Infra-estrutura energética rural e incidência de trabalho infantil

 

 

Aloísio Leoni Schmid

Universidade Federal do Paraná, Departamento de Arquitetura, Caixa postal 19.011, CEP 81.531-990 Curitiba PR

Endereço para correspondência

 

 


RESUMO

Partindo do Censo Agropecuário de 1996 do IBGE, e de um antigo pressuposto de constituir a mão-de-obra humana uma significativa fonte de energia no campo, procurou-se esclarecer se existe alguma correlação entre a incidência de trabalho infantil e a inexistência de infra-estrutura elétrica nas propriedades rurais brasileiras. Esta verificação foi feita, inicialmente, por município, e depois por cultura desenvolvida compreendendo agricultura, pecuária e extrativismo. A análise por município não revela qualquer correlação. Já uma análise por cultura sugere poder existir uma correlação linear entre porcentagem da mão-de-obra que caracteriza trabalho infantil e a porcentagem de propriedades rurais sem serviços de energia elétrica. Esta correlação se refere à porcentagem de mão-de-obra de menores membros da família, comprovando relatos conhecidos da literatura. Recomenda-se que, no seguimento, seja melhor investigada, com maior especificidade de região e caráter das atividades econômicas.
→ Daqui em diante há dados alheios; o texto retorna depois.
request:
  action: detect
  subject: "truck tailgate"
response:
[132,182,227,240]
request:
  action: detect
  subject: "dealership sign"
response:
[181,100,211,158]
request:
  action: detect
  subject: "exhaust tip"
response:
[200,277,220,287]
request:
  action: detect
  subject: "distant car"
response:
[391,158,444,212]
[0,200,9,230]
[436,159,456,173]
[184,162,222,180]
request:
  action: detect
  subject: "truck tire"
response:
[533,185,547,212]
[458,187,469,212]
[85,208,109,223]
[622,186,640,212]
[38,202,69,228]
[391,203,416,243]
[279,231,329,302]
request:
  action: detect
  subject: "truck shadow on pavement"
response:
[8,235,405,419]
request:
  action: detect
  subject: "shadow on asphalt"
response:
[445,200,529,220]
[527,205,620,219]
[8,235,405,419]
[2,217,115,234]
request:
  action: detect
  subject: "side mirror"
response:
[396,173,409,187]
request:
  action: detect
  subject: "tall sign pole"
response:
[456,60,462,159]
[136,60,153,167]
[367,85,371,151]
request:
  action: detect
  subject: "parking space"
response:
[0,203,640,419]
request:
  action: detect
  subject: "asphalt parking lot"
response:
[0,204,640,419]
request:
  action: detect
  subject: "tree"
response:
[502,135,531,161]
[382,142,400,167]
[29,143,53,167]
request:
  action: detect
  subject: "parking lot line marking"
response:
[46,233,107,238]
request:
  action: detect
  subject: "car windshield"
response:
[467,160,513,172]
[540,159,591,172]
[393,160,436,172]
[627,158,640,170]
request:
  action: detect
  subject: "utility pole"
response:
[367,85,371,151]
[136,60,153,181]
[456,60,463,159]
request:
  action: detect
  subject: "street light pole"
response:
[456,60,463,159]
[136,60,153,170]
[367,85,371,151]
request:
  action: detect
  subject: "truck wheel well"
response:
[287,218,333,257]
Palavras-chave: Trabalho infantil; energia renovável; desenvolvimento sustentável


ABSTRACT

Based both on the data available at the IBGE (Braz. Geographic and Statistical Institute) World Wide Web site from the Censo Agropecuário de 1996 and on the premise, that human energy is one of the most important energy sources in rural areas, the existence of a correlation of infant work and electric energy infrastructure in Brazilian rural properties was investigated. The verification was conducted first by Municipality, and second by product. Analysis covered agriculture, poultry and extractive practices. As a result, first part led to no correlation at all. However, the second part suggested a correlation to exist between share of rural workers under 14 and share of rural properties not having access to electric energy services. This correlation refers to the share of workers being both under 14 and belonging to the owner's family, corroborating the indication, in the literature, of infant work being a familiar tradition in the Brazilian countryside. Finally, the advance of the investigations with an approach more specific to region and character of economic activity is recommended.


 

 

INTRODUÇÃO

Não é nova a evidência de que, no Brasil, as crianças da família são ocupadas com afazeres da propriedade rural. Embora não tenha sido localizado um estudo sistemático do assunto em todas as épocas da história do Brasil, diversas obras mencionam tal fato como algo quase que corriqueiro. Um levantamento de numerosas menções a tal prática foi realizado pelo autor [4]. Embora os dados utilizados no presente trabalho sejam de 1995 e como tal não considerem os esforços empreendidos desde então na diminuição e erradicação do trabalho infantil, eles contêm informação ainda hoje válida na coibição de tal prática, que cumpre descrever com a maior clareza.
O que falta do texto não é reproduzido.